In response to the limitations encountered in practical applications of maize disease classification, this study develops a website utilizing the Flask framework. The website allows users to conveniently upload relevant disease images for efficient classification, significantly lowering manual efforts and associated costs.

The structure of this study is as follows: Section 2 provides a detailed description of the methods employed. Section 3 presents experiments and results. Section 4 discusses the research findings, potential improvements, and future research directions. Section 5 summarizes the main contributions and their impact on the field of agriculture.

2. Methods

2.1. The Overall Design of SimAM-ConvNeXt Model

In this study, the aim is to enhance the effectiveness of the ConvNeXt model by incorporating an attention mechanism. To identify the most suitable attention mechanism for this purpose, a comprehensive comparison of several popular attention mechanisms was conducted, including CBAM [31], NAM [32], SE, and SimAM. It found that the SimAM attention mechanism yielded the best results. Figure 1 illustrates the architecture of the proposed Sim-ConvNeXt model.

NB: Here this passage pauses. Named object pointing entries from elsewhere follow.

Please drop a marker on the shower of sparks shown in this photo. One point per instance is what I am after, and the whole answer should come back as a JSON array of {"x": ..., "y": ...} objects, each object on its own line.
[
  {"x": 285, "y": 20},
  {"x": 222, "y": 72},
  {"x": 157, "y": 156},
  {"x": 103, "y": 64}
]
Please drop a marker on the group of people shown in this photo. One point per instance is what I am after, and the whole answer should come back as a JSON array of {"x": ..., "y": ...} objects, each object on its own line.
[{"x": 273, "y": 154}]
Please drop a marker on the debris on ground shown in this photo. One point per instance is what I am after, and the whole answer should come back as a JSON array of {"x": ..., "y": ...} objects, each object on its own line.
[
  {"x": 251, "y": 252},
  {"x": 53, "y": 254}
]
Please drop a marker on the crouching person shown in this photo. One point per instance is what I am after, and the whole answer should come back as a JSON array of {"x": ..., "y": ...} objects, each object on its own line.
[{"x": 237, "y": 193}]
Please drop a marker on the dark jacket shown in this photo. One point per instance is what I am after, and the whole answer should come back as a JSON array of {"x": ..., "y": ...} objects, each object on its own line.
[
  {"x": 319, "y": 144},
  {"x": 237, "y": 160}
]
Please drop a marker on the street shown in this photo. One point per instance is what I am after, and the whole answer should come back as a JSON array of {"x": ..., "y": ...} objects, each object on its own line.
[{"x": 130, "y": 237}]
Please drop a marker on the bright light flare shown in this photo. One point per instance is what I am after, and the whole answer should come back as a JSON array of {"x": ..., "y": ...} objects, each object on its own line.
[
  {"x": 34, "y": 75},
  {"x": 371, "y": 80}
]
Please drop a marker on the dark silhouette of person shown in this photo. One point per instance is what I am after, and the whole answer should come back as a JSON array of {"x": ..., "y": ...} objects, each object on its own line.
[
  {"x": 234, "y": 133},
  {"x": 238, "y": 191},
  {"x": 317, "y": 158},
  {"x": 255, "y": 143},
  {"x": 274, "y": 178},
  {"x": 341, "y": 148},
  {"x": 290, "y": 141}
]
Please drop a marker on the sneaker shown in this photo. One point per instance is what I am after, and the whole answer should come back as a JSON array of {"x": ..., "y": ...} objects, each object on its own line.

Next, a detailed explanation of different components of the model will be provided, primarily encompassing the ConvNeXt module, attention module, and downsampling module.

2.2. ConvNeXt-T Model

In this study, we employed ConvNeXt-T, a lightweight version derived from ConvNeXt and designed exclusively for image classification tasks. The model demonstrates outstanding feature extraction capabilities by capturing complex patterns and features within images through a series of convolutional layers. Furthermore, it exhibits robust generalization capabilities, allowing it to capture features at various image scales, thereby enhancing its adaptability to images of different sizes and shapes. Built upon the ResNet50 architecture, ConvNeXt-T incorporates structural elements inspired by models such as Swin Transformer, ResNeXt, and MobileNetV2. Table 1 presents the detailed architecture of the ConvNeXt model.

Blocks are stacked in the Swin Transformer’s four stages in the ratio of 1:1:3:1, with Stage 3 having the most weight. To align with this structure, the block stacking ratio in ConvNeXt is adjusted from 3:4:6:3 to 3:3:9:3. The Swin Transformer employs convolutional layers with a 4 × 4 kernel size and a stride of 4, resulting in a downsampling factor of 4. The downsampling module in ConvNeXt is accordingly modified to accommodate this structure.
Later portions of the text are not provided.